I remember when I first saw the Prairie Smoke wildflower at Lily Lake a few years ago. I did not know what it was so I asked a friend of mine who was a Park Ranger. As soon as I started to describe it, he said he knew exactly which one it as and where it was located at Lily Lake.
The “Prairie Smoke” is also known as Old Man’s Whiskers. When it blooms it looks like small clusters of nodding dusty-rose flowers with 5 narrow and 5 wide lobes. As it goes by, the nodding ones are replaced with the Old Man’s Whiskers.
I think it is just beautiful! Don’t you?
We met a delightful couple yesterday from Tennessee whose passion is fly-fishing. They told us that the rivers around here were raging and it was hard to fly-fish in waters that turbulent. They were looking for a more quiet area. We suggested the Big Thompson River below the dam at lake Estes…that was not running quite as fast.
Phil and I ended up going up to Sprague Lake for a short hike around the lake. I was dying to see a moose…and it was a beautiful day!
We were amazed at the number of people who were fly-fishing in the lake. We could also see a few fly-fishing classes being held there, as well as many families with children. They must be there because the rivers are running so fast and Sprague Lake is the perfect place to go fly-fishing. The waters are shallow and calm and the views are gorgeous. It doesn’t get much better! I always love to see the children out fishing.

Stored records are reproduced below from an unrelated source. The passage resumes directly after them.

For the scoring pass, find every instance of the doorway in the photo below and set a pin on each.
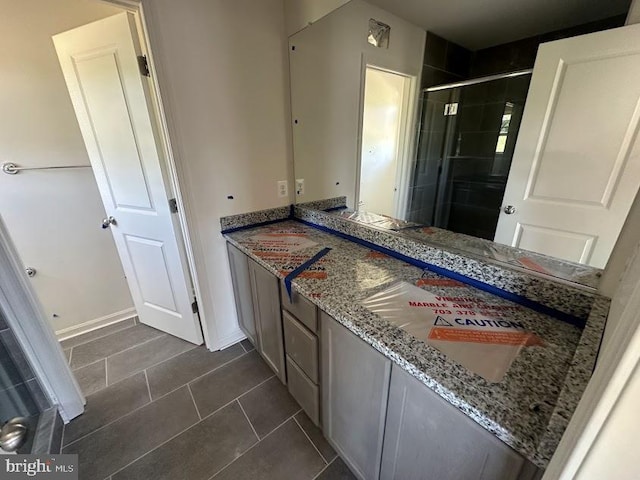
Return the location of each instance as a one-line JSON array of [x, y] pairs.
[[50, 200], [384, 148]]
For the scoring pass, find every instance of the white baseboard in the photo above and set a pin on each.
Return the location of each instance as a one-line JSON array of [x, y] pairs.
[[96, 323], [230, 339]]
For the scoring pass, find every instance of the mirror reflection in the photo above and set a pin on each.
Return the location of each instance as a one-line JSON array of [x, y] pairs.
[[461, 134]]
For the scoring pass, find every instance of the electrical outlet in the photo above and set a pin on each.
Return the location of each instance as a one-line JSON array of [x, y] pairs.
[[283, 188]]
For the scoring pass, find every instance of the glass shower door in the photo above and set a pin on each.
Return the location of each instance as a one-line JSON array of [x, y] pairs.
[[465, 149]]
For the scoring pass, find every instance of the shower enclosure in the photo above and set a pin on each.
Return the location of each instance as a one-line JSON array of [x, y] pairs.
[[466, 140]]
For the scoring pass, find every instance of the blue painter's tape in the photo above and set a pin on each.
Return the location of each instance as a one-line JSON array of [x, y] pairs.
[[254, 225], [333, 209], [302, 268], [519, 299]]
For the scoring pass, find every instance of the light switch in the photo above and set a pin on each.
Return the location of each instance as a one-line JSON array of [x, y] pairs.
[[283, 188]]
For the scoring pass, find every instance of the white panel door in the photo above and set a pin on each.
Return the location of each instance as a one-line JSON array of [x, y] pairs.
[[384, 99], [111, 101], [576, 165]]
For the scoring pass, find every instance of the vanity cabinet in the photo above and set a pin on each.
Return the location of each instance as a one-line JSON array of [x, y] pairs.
[[257, 297], [300, 321], [266, 310], [383, 422], [355, 386], [239, 265], [424, 433]]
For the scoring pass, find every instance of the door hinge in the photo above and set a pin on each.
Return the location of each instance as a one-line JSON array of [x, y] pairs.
[[144, 66]]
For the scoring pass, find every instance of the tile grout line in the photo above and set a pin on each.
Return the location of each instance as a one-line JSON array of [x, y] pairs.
[[150, 366], [156, 447], [325, 467], [247, 417], [126, 349], [192, 399], [162, 396], [191, 426], [253, 388], [311, 441], [146, 378], [252, 446], [101, 336]]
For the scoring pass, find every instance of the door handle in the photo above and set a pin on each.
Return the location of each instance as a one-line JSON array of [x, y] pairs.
[[108, 221]]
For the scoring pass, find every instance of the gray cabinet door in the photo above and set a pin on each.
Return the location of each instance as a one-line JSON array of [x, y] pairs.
[[427, 438], [355, 386], [239, 264], [266, 307]]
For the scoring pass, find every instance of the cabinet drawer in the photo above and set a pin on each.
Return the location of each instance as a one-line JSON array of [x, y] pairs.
[[303, 390], [302, 309], [301, 345]]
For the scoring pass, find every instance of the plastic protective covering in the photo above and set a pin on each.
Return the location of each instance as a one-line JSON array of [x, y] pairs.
[[283, 242], [376, 220], [465, 329]]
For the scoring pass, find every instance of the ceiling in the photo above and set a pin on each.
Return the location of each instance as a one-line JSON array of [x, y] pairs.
[[477, 24]]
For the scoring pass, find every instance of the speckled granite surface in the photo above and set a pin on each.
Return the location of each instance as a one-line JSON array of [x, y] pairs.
[[529, 409], [563, 297], [329, 203], [245, 219]]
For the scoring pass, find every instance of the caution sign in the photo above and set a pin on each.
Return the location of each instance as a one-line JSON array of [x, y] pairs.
[[484, 337], [282, 242]]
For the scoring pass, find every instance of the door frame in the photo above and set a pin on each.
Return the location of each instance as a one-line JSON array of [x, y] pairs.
[[171, 165], [407, 138], [24, 314]]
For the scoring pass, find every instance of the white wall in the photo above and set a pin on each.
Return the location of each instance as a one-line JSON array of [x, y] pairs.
[[326, 79], [634, 13], [602, 436], [222, 72], [53, 216], [301, 13]]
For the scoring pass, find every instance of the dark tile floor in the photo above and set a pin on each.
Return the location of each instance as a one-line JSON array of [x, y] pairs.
[[160, 408]]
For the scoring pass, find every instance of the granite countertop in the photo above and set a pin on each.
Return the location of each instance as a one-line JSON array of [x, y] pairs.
[[581, 275], [528, 410]]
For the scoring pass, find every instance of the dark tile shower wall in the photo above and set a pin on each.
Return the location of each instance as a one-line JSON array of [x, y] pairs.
[[475, 131], [444, 61], [477, 170], [521, 54], [20, 392]]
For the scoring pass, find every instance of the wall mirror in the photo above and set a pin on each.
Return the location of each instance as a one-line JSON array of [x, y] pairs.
[[458, 126]]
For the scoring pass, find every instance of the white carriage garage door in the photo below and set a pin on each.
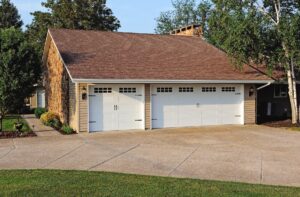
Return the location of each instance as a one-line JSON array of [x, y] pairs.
[[116, 107], [197, 105]]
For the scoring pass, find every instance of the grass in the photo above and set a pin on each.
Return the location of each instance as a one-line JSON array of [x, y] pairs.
[[8, 123], [83, 183]]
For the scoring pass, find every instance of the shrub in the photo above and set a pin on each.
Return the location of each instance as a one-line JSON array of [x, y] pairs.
[[55, 123], [67, 129], [39, 111], [49, 118]]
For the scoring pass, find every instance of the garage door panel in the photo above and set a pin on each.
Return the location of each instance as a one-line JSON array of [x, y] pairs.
[[120, 109], [205, 105]]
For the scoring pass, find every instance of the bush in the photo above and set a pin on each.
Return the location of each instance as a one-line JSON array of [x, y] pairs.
[[39, 111], [49, 119], [67, 129], [55, 123]]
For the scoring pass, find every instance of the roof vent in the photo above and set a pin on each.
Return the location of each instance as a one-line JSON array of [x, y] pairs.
[[192, 30]]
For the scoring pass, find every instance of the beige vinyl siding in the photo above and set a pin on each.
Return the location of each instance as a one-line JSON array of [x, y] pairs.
[[147, 106], [250, 105]]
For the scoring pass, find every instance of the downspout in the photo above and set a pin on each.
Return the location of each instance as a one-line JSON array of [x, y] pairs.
[[264, 86], [257, 89]]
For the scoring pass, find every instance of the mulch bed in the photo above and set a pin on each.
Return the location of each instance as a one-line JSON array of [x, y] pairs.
[[281, 123], [13, 134]]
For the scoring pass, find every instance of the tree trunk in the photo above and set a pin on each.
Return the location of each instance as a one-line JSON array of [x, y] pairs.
[[293, 94]]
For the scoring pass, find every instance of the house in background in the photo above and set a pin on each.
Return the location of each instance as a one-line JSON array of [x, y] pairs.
[[100, 81], [37, 99]]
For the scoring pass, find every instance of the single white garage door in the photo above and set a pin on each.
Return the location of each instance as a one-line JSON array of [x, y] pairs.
[[196, 105], [116, 107]]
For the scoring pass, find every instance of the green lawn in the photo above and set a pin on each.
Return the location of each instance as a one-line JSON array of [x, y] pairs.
[[8, 124], [82, 183]]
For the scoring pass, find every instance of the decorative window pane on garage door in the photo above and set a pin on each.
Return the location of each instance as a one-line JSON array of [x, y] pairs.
[[228, 89], [102, 90], [164, 90], [209, 89], [186, 89], [127, 90]]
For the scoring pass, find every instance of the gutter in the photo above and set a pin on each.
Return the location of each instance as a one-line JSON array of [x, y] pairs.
[[264, 86], [137, 81]]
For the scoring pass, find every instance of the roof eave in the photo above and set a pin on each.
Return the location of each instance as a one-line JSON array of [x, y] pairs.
[[154, 81]]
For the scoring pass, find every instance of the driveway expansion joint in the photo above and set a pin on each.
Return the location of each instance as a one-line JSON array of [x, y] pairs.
[[114, 157], [66, 154], [180, 164]]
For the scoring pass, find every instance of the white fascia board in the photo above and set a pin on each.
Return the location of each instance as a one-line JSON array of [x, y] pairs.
[[137, 81]]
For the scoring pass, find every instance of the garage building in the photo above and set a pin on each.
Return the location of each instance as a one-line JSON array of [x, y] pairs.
[[102, 81]]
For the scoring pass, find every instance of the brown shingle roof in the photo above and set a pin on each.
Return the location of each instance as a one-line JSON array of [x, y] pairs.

It was a very pretty walk, as always…but no moose! Maybe next time!
I’ve been waiting to see the first Prickly Pear Cactus bloom in Rocky Mountain National Park. I’ve been checking the trails but have only see the plants themselves with little reddish bulbs on top, looking like they are ready to “pop!”

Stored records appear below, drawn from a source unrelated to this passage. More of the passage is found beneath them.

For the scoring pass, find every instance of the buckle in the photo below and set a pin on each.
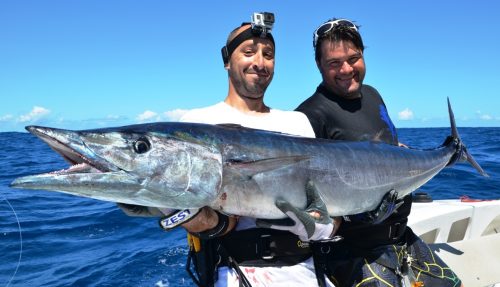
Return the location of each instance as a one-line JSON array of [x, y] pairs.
[[264, 247], [394, 230]]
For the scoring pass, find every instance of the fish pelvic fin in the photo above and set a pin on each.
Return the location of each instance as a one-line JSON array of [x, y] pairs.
[[461, 154], [249, 169]]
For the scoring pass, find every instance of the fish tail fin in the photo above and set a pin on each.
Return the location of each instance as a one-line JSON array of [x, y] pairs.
[[462, 153]]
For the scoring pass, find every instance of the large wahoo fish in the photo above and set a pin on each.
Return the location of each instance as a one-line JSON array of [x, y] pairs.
[[234, 169]]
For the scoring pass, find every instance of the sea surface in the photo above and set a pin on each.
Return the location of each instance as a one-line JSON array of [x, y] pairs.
[[53, 239]]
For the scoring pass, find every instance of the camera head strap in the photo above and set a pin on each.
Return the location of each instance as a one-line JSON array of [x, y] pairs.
[[261, 26]]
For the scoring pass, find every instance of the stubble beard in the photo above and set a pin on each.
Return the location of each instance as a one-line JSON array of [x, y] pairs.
[[250, 90]]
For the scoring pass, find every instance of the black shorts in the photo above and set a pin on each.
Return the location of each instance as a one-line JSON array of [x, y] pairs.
[[384, 265]]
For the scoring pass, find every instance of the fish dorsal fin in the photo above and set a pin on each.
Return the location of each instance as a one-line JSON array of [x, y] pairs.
[[229, 125], [250, 168]]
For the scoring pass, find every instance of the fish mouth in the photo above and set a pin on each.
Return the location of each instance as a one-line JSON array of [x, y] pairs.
[[72, 149]]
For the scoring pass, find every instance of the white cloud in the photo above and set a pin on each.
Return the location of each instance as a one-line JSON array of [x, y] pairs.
[[148, 116], [405, 114], [35, 114], [174, 115], [5, 118], [486, 117]]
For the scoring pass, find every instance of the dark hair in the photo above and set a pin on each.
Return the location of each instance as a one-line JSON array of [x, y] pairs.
[[337, 34]]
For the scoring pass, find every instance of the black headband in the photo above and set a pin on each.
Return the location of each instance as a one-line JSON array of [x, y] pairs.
[[243, 36]]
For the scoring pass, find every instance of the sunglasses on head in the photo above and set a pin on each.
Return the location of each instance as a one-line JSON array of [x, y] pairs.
[[328, 26]]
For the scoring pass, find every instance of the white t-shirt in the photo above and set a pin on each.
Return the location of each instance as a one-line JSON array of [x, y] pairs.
[[290, 122]]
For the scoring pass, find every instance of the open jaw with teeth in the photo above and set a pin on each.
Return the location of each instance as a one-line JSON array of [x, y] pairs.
[[79, 163]]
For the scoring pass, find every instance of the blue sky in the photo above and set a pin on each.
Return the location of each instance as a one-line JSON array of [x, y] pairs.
[[87, 64]]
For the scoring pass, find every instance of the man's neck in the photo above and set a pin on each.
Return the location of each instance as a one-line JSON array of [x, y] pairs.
[[353, 96], [247, 104]]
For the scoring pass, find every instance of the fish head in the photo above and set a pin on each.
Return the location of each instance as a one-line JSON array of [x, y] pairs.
[[135, 165]]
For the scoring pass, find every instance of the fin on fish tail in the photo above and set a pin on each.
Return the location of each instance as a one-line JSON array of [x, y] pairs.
[[462, 153]]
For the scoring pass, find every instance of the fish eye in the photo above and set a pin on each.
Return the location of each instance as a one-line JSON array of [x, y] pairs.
[[142, 145]]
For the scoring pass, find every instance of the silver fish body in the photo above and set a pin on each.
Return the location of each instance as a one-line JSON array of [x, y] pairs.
[[233, 169]]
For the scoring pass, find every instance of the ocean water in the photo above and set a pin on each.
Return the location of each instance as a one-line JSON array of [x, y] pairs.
[[53, 239]]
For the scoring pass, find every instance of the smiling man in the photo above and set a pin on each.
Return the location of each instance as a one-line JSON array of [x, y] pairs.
[[375, 251]]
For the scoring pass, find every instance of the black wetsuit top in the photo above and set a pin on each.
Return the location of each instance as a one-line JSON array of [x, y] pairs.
[[361, 119]]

When I was out on the Black Canyon and Gem Lake Trail Loop the other day, I could see hundreds of them that had bloomed in the past few days. It almost looks like there is a small meadow of just Prickly Pear Cactus.
If you walk up the main trail at Willows Knoll, you can see some Prickly Pear Cactus to your right. They are blooming in multi-groups of flowers and are just stunning!

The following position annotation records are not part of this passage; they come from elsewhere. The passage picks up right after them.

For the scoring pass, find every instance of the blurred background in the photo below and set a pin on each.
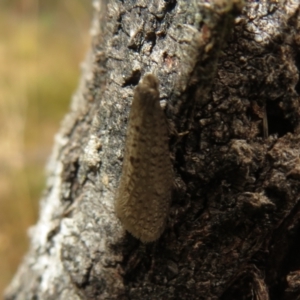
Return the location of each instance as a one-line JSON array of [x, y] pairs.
[[42, 43]]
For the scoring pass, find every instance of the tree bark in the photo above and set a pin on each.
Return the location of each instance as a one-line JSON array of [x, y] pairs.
[[230, 82]]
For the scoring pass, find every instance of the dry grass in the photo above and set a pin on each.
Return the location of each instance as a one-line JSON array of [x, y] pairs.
[[41, 46]]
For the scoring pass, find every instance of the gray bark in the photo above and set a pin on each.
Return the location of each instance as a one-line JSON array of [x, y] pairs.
[[232, 86]]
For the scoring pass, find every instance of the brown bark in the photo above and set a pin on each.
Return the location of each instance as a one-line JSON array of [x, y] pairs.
[[232, 85]]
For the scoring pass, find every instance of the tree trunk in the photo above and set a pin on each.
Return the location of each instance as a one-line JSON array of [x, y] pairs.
[[229, 76]]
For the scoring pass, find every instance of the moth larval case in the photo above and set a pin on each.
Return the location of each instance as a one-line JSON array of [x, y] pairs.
[[143, 197]]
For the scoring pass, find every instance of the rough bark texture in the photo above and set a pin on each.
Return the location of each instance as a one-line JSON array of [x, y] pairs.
[[234, 226]]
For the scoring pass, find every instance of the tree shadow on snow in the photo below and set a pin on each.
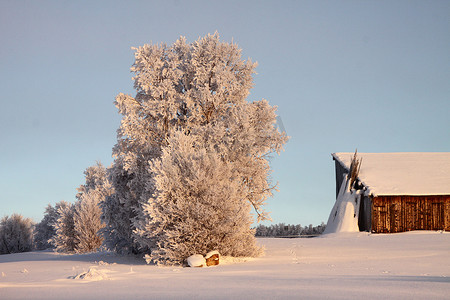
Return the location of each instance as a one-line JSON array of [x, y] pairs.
[[49, 255]]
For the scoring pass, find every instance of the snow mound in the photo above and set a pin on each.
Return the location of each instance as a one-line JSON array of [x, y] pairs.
[[196, 260], [93, 274], [344, 215], [211, 253]]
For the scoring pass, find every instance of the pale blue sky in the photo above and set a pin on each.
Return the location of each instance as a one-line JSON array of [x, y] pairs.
[[372, 75]]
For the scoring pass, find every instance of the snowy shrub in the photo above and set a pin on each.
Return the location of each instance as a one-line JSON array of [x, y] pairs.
[[198, 207], [65, 238], [45, 230], [198, 89], [16, 234]]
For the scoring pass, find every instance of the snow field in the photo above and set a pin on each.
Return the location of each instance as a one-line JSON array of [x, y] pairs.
[[413, 265]]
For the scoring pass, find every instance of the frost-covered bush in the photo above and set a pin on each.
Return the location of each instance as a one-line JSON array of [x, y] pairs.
[[16, 234], [45, 230], [199, 206], [199, 89]]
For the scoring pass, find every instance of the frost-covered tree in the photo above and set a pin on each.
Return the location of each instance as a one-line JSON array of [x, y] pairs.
[[16, 234], [198, 207], [45, 230], [199, 89], [65, 238], [87, 216], [87, 222]]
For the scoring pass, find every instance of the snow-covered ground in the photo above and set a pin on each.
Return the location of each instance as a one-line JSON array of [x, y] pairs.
[[414, 265]]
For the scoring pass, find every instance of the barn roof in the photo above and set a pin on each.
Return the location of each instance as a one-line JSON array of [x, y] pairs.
[[412, 173]]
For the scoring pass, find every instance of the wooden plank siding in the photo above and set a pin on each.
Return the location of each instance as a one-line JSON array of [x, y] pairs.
[[404, 213]]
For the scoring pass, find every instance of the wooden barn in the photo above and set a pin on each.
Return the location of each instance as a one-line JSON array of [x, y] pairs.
[[402, 191]]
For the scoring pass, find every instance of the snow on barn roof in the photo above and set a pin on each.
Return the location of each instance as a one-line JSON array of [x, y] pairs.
[[412, 173]]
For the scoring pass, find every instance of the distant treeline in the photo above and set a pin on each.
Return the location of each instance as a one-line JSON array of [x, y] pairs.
[[282, 229]]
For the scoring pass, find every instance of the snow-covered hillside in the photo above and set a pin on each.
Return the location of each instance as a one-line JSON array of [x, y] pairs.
[[413, 265]]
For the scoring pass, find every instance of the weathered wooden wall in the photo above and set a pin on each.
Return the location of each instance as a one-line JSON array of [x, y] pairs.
[[405, 213]]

They are so pretty when they bloom, but don’t get too close because those little needles will stick right into you and they hurt!
Cub Lake Trail in RMNP is one of the most diverse hikes in the area. It is filled with so much geological history as well as an abundance of wildflowers, birds, wildlife and gorgeous scenery. It’s a 2.3 mile up to Cub Lake which is a great place to stop for a snack or picnic lunch. You might even see a moose along the way.
From there you can backtrack or continue on in a loop down to the Pool and then down to the Fern Lake Trailhead and walk back to your car. It’s a great 6 mile loop filled with many things to see!
Phil and I took about a 1 1/2 mile hike up Cub Lake Trail just to see the flowers, birds and wildlife. We weren’t prepared to do the whole hike so we just turned around and backtracked to the car. Anyway you go, it’s a beautiful hike!
When you go up Bear Lake, make sure you get one of the Bear Lake Nature Trail Guides in the little brown box by the lake. Whether you are an older couple or a family with young children, it is well worth it! There are 28 stops as you walk around the lake with very interesting and educational information. You will learn about Long’s Peak, the busy beavers, the birds of Bear Lake, an avalanche, the Greenback Cutthroat Trout, snow knees, and more. It is just fascinating! Kids love to find the different stop points around the lake. It’s great fun for the whole family!